Allan: The difference has always seemed to me that conservatives equate ‘character’ with sex; liberals equate it with ‘public character,’ for lack of a better term. Yeah Clinton lied about sex … but that was between him and Hillary, in my view. Bush lied about war, the most solemn and seriious responsibility a President has. Big difference. And as far as the polls go, survey 5-10 percent more Republicans, you get a Republican lead. Survey numbers more indicative of actual turnout — 4-8 percent more Dems in the last three Presidential elections — and you’ll get the Democrat in the lead.
Your making my argument for me Nick. What your saying is what all democrats were saying back then, character doasn’t matter. There are more things in life then money Nick. Clinton did next to nothing about terrorism even though all the signs we blaring back in his terms. Good debate though.
Hey Allan — But during Clinton’s time, you could comfort yourself with the knowledge of huge budget surpluses, a growing economy, no disastrous war and the fact Administration knew Al-Qaeda was the major threat…
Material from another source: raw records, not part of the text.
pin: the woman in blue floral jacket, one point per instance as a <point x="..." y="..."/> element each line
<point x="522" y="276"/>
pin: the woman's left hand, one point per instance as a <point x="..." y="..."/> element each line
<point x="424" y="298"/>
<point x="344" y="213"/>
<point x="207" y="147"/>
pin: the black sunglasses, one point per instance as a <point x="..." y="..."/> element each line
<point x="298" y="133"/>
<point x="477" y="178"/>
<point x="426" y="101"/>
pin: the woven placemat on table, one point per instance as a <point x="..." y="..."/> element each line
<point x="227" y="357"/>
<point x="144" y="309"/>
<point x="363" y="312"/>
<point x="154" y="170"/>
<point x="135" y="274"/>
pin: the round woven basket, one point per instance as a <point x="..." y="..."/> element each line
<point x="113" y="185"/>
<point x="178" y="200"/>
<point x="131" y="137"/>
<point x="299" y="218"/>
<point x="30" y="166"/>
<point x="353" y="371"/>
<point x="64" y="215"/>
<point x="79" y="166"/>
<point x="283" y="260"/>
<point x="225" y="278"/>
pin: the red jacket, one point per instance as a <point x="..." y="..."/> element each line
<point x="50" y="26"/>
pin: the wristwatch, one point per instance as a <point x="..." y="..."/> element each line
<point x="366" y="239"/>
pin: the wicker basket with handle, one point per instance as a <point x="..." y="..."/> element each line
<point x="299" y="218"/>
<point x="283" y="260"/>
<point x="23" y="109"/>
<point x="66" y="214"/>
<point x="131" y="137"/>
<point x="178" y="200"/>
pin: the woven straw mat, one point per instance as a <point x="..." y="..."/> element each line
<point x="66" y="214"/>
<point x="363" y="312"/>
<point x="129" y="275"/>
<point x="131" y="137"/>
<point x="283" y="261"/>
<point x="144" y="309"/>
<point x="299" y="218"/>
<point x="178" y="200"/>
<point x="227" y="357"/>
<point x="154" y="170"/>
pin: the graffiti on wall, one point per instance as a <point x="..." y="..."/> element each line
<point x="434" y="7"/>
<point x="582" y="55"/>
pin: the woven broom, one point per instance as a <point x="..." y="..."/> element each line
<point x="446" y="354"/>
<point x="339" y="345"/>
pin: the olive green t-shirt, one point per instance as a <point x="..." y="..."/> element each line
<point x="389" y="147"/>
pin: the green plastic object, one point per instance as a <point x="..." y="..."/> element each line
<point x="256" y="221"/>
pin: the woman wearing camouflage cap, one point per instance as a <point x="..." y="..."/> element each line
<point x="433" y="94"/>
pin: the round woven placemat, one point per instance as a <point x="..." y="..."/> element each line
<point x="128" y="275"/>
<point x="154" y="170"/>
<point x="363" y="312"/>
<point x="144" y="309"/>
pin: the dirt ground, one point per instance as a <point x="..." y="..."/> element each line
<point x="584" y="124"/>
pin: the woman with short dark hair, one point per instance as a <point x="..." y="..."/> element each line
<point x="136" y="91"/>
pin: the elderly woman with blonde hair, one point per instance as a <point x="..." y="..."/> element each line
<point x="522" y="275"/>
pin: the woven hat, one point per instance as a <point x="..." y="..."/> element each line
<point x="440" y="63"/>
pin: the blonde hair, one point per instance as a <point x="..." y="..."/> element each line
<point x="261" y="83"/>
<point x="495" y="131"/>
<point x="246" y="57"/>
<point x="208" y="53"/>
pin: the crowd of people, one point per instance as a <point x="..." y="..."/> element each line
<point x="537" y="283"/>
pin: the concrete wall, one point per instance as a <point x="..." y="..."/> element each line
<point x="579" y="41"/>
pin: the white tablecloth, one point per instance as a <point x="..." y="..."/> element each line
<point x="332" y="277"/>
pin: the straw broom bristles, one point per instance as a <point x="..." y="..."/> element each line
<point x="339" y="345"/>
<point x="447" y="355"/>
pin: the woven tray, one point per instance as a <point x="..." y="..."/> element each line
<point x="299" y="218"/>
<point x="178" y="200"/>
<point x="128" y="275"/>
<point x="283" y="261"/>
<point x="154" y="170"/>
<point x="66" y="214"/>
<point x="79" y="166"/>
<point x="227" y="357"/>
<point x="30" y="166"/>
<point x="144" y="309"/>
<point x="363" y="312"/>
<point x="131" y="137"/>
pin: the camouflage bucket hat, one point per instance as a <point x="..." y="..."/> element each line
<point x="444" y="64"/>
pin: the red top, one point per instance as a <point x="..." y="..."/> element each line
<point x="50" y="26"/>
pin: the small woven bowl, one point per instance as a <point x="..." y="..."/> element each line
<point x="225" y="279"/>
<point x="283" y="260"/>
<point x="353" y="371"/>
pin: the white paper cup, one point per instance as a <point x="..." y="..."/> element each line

Jim, at least we live in a country where we can have these kind of debates. Now you know how most Republicans felt for eight years when Bubba was in office. It doesn’t feel good does it? Oh and by the way, there’s a new NY Times/CBS poll out that shows Bush up nine.
Oh, the previous data was courtesy of mydd.com, who obtained it from theleftcoaster.com who got it from Gallup.
Get people to the polls, and President Kerry will happen.
Guess what that nasty Gallup poll shows:
“Kerry leads Bush by ten points among independents who are registered to vote, 51-41.”
Stunning.
I’ll take more bad news like that.
And I like my jazz rough.
Nearly 50% of PA voters say that Bush’s moral values are closely aligned with theirs. I think I’m gonna move to another state.
It’s so frustrating to read that people think W is tougher on terror than Kerry. As I recall…now, maybe I’m wrong…but I believe 9/11 occurred during the Bush administration.
Leadership? Well, if you consider lying to people to persuade them to be leadership, then I guess Bush is your man. Bush had led 1,000 Americans to their deaths.
Sometimes I find it hard to believe that I inhabit the same country (and state) with so many nitwits. How anyone…ANYONE…can vote for W is completely beyond me. Grrrrr!